Sandallarla Ohri Gölü’nün kaynağına gidiyoruz. Göl harika bir manzaraya sahip, kuş sesleri ortalığı çınlatıyor. Dipte fokurdayan yeri gösteriyor sandalcımız, işte burası koskoca Ohri Gölü’nün doğduğu yer.
Buradan Sv. Naum Manastırı’na gidiyoruz. Manastır içindeki tavus kuşları dikkat çekiyor. Tavusların gösterisi izleniyor, çıkardıkları sesler ortalığı inletiyor.
Rivayete göre Sv. Naum Manastırı içinde Sarı Saltuk Baba’nın da kabri bulunmakta. Hıristiyanlar ve Müslümanlar iç içe girmiş söylenceler nedeniyle manastıra büyük ilgi gösteriyordu. Ziyaretçisi çok.

OSMANLI’DAN KALMA CAMİLER, TEKKELER

Dönüşte Kemikler Koyu’na uğruyoruz. Burada göl üzerinde kazıklara oturtulmuş saz ve tahtadan yapılmış müzeyi geziyoruz. Tarih öncesi çağlarda bu bölgede yaşayan topluluklar canlandırılmış. Çevre piknik alanı. Hafta sonunda doluyor.
Ohri’nin içine indiğinizde sizi bir canlılık karşılar. Kafeler, restoranlar, park içindeki aziz heykelleri... Kiril Alfabesi’ni geliştiren Sv. Kiril ve Metodius ile Sv. Kliment ve Sv. Naum görkemli heykelleri ile Ohri Gölü’nü seyreder. Makedonya’da 24 Mayıs günü Aziz Kiril ve Metodius Aydınlanma Günü olarak kutlanır.
Ohri Gölü’nü gezmek için küçük liman içinde tekneler bulunuyor. Başınızı kaldırdığınızda ortaçağdan kalma Çar Samuil Kalesi ve hemen aşağısında Safranbolu’yu andıran evler göze çarpar.
Yine göl kıyısındaki, Kaneo sahilinde St. John Kilisesi dikkat çeker.
Ohri, 1396’da Timurtaş Paşa tarafından alınarak, Osmanlı hükümdarlığı altına girdi. Uzun süre Türk hakimiyetinde kalan Ohri’de halen ayakta kalan Osmanlı dönemine ait; Haydar Paşa, Kuloğlu, Hacı Hamza, Ali Paşa, Hacı Durgut, Zeynel Abidin Paşa camileri, Halvetî Tekkesi, Eyüp Sabri Bey’in yaptırdığı lise binası bulunuyor.
Türklerin en çok Elveda Rumeli dizisinin çekildiği mekanları geziyor. Yazın Ohri’de iğne atsan yere düşmeyecek kalabalıklar oluşuyor. Otel, motel ve pansiyon konusunda alternatif çok. Dostumuz Rüştü Müftü kentten ayrılmadan yapılması gerekenleri şöyle özetliyor: “Ohri’nin alabalığı başka yerde yoktur, mutlaka tadılmalı. Kaşarlı köfte meşhurdur, fasulyeli köfte kebabını da unutmayın. Tabiî ki orijinal inci kolyesi de alın..”

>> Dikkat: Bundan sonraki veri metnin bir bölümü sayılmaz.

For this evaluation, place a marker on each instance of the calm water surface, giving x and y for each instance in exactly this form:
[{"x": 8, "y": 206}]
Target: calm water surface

Formülü sır gibi saklanıyor

Ohri’de adım başı seyyar tezgahlarda inci satıcılarına denk geleceksiniz. O kadar çok inci satıcısı var ki... Rehberimiz orijinal incinin iki aile tarafından üretildiğini söylüyor. Biz de bu iki aileden biri olan Abidin Abdurrahman’ın işyerine giriyoruz. Göldeki Paşita adlı balığın pullarından elde edilen sıvının, sedefin üzerine sürülmesiyle parlak bir hal alarak incinin oluştuğunu söylüyor. İncinin üzerine sürülen bu madde sır olarak saklanıyor ve sadece aile içindeki erkek çocuklarına aktarılıyormuş. Ohri incisinden yapılan kolyeler, küpeler, yüzük, bileklik ve tespihler, kente gelen turistlerin tercih ettiği en önemli hediyelik eşyaların başında geliyor.